The pipeline of the entire project, as reproducible through the makefile with certain changes, is explained as follows. The section headings give an overview of makefile targets that achieve the mentioned process.

`udpipe_process`, `get_nouns`

  1. After the parallel corpus is downloaded and then extracted with their names intact, they are processed with UDPipe, using version 2.0 models. While using UDPipe, be careful to use the --immediate and --tokenizer=presegmented as arguments, so as to process the files on Hindi side keeping the one-line concurrency between the two files.

  2. Having stored the processed files in hi.conllu file, we extract all the nouns from each of them using the extract_dict.py's -pos NOUN --count switch, which also gives hi.most_common file along with not-needed hi.NOUN file.

`sample_data`

  1. We now get a smaller corpus. In this case, using the UD Treebanks [5], and extract all nouns from the pre-processed conllu files again using extract_dict.py's -pos NOUN --count switch, their usages in .output files and again get rid of *.NOUN files obtained.

  2. We combine different .most_common files using filter_data.py's --combine switch, making sure the final file sample.most_common has the counters combined from different .most_common files.

  3. Next, we generate the values as in Table 1 of the paper for the true gender nouns in Hindi language, using process_sample.py's translation and translation_check arguments, thus generating the resulting file called default_seeds_table.tsv. The format of this file is explained here.

`bootstrap`

Having generated all the needed data, we start with contextual bootstrapping.

  1. First, we generate a file containing the list of seeds, from true_gender_eng_to_hin.tsv file, using filter_data.py's -ds switch, getting seeds.LIST file.

  2. We generate a list of words that are to be removed. This list (remove_list) is manually compiled and removes the following cases:

    1. words which are in non-devanagri script
    2. words which can be used for both male/female translations.
    3. numbers
    4. words which are transcribed version of English words, and don't undergo the morphology of the hindi language.
  3. Next, we remove all the tokens from sample.most_common file which also appear in remove_list file or seeds.LIST file using filter_data.py's -fl -l switches.
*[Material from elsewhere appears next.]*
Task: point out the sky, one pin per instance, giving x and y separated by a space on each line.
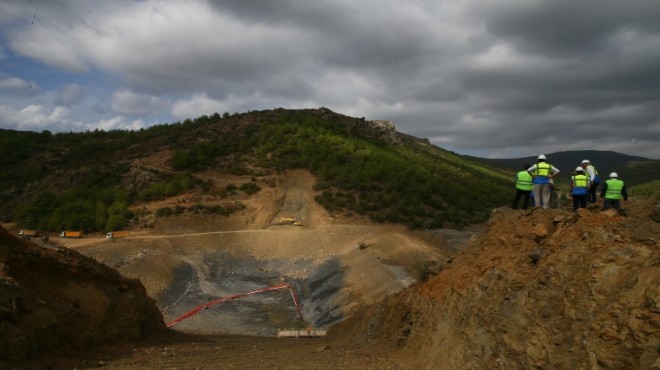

The resulting file is called context_bootstrap.

  4. For context bootstraping, we get the usage information from the different .output files generated from the UD treebanks, and consider only the tokens with count >= 4.

  5. Once a token shows high enough confidence value with enough information about the relative distribution of the gender distribution, we update the seeds.LIST file with the token and the discovered gender.

  6. Next, we filter context_bootstrap file again with the updated seeds.LIST file as in step 3 above. We call this resulting file morpho and serves as input for the next step of the pipeline.

`morphology`

  1. We use trie model using the Google's pygtrie python library [4] and process the tokens in morph file to get the values with confirmed values in morpho.output using filter_data.py's --morphology --conllu switches. The tokens that could not be disambiguated based on morphology, are stored in morpho.not_analysed file. The --conllu switch is used to input certain values with special parameters in the trie. More about this can be read in-file documentation of filter_data.py file.

  2. The values in morpho.output are concatenated to seeds.LIST file again, to update the latter.

  3. We next go back to hi.output file we had from the first part of the pipeline, and filter the tokens appearing in seeds.LIST, morpho_not_analysed or remove_list file, calling the resulting file hi.morph.

  4. We again process the resulting file without using context bootstraping, and directly use it for morphological analysis, using filter_data.py's --morphology switch, and WITHOUT using --conllu switch, treating all the values equally.

  5. The confirmed values are again stored with their output gender tags in hi.morph.output file, while the ones not-analyzed are stored in hi.morph.not_analysed file.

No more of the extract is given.